In Ireland, it is considered unsupportive not to show up if you know either the dead person or their family. This has much more to do with community, and perhaps psychology, than with faith. Many Irish people are now Catholics in name only but the rituals that have evolved endure and are, in my view, worth hanging on to.
Such rituals equip people with perhaps formulaic but extremely useful things to say and ways in which to act. They don't need to ask, "Is there anything I can do?" – they know what the routine is so they just do it. One family I know awoke the day of the wake to find a neighbour hoovering their stairs. Embarrassment doesn't come into it.
My mother died in the busy stroke unit at an overstretched hospital but nurses behaved in keeping with what is a profound, almost sacred moment for the family. They lit candles and placed a Celtic "triskele" (a pre-Christian symbol of life, death and rebirth) on the door of her room to alert other staff and patients. They covered her in an elegant purple drape and, when we eventually left, they hugged us, handing over a woven bag, her things neatly folded inside. When it seems unbearable that your mother has just died and the rest of the world is carrying on as normal, these gestures are comforting. From then to the burial four days later was intense. We were scarcely left alone for five minutes, but I think that intensity has an important healing effect.
This past year has taught me that grief is not linear. It can creep up again suddenly, just when you think you are emerging into the light. You see somebody who reminds you of the person who's gone. Or, for a split second, you forget they're not alive and then feel overwhelmed in odd places, as I did months later one day, queuing to buy a sandwich.
But if the culture in which you live regards death as individual or private, then you have little choice but to keep quiet about it. I suspect the cost to the NHS for treating depression or other illnesses related to it, and the cost to employers in days lost to stress leave for staff dealing with bereavement in isolation, is high.
Speaking about the death of her son, the broadcaster Libby Purves described how she felt it her duty to make other people think she was OK, otherwise they would have avoided her. "You have to make it all right for others. You want to create a feeling of casualness so that you don't become the poor old creature nobody speaks to because they have been through tragic tragic-ness."
To me, that seems like an extraordinary burden to place on the grieving person. I feel fortunate to come from a culture where death is part of life and people take it upon themselves to pick up the phone, send a message and, above all, keep talking you through it.

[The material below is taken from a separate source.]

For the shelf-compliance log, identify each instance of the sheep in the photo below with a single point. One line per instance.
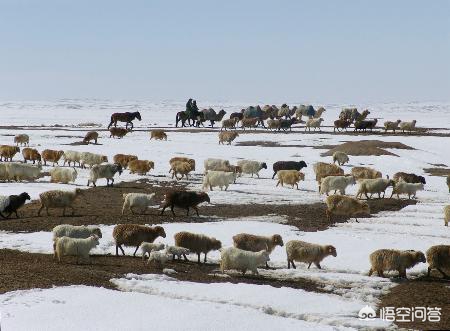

I returned this month to my home town for a small family event to mark my mother's first anniversary and was again struck by the readiness with which local people referred to her passing, devoid of awkwardness or indeed pity. In the butcher's, the supermarket and the hardware store as I paid for a tin of paint, I was greeted with variations on: "Your mother was a fine woman, the Lord have mercy on her" or "Hard to believe it's been a year since your mum went".
In Britain, death seems to be regarded as something so awful that it is best contained in the immediate family or with a counsellor if circumstances are traumatic. Perhaps there is a connection with it also being a society where even a natural, peaceful death is a medical event which few ever witness, and where the old and chronically ill are hidden away. Would attitudes to ageing be more compassionate and attitudes to life itself more fulfilling if funerals were not regarded as necessarily ghastly and mortality as something that happens only to other, less lucky people?